Ask HN: Should I learn a few different languages or become a master of one? - danielrakh

This past year I had decided that I want to become an iOS developer. I had no prior programing experience, but I was determined that I would teach myself how to code and design to release an App. I have succeeded in doing that and plan on doing it many times over. However, making myself too dependent on one platform kind of scares me. But I also want to be great at what I&#x27;m doing, and that only happens through hours of beating on your craft. Should I continue to pursue and master iOS or branch out into learning something else like Ruby or JS?
======
s12chung
Depends on your goals.

If you have a product in mind, another platform might be more suited for the
product, so it may be better to learn that.

If you have fun learning new platforms, why not go for it?

From the standpoint of generating the max amount of "code value", I'd stick to
one platform. By maximizing "code value", I mean the max amount of features
you can create and the cleanliness of that code given a platform. Note that
this does not necessarily translate to business value or value to the
consumer. Technology changes so fast, that the value of your knowledge
depreciates proportional to every platform you go into. It's like for every
basket you put eggs into, you lose more eggs.

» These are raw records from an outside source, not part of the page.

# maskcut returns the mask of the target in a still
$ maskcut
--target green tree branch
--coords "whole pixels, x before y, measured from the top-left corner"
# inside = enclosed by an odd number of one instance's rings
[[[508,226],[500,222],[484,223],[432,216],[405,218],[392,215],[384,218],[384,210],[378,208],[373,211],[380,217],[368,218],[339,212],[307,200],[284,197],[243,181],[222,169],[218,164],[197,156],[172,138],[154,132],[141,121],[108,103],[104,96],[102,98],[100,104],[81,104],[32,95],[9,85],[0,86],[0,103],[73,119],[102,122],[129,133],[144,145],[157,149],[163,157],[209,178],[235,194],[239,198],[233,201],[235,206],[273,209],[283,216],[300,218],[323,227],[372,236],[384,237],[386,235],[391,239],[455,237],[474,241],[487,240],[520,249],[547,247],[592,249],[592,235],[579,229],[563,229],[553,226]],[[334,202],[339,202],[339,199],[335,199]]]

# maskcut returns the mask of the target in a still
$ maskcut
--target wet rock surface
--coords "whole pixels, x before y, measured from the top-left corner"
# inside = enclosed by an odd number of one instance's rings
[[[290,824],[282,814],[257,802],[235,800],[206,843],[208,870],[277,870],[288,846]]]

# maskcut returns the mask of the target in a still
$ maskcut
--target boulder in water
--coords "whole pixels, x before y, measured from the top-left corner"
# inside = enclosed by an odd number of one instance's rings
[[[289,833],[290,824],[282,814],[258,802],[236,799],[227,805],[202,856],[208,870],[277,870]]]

In terms of happiness, you might choose a platform based on various
characteristics. Do you like UI? Do you like being on the app store? Do you
like the intricacies of code? Etc, etc.

For me, I like utilitarian code. It isn't flashy UI-wise or techwise, but it's
clean, saves me from headaches and gets the stuff done.

In summary, if you have no goals, choose a platform and stick to it. Each
platform has it's own pros and cons, it's up to you to decide what's
important.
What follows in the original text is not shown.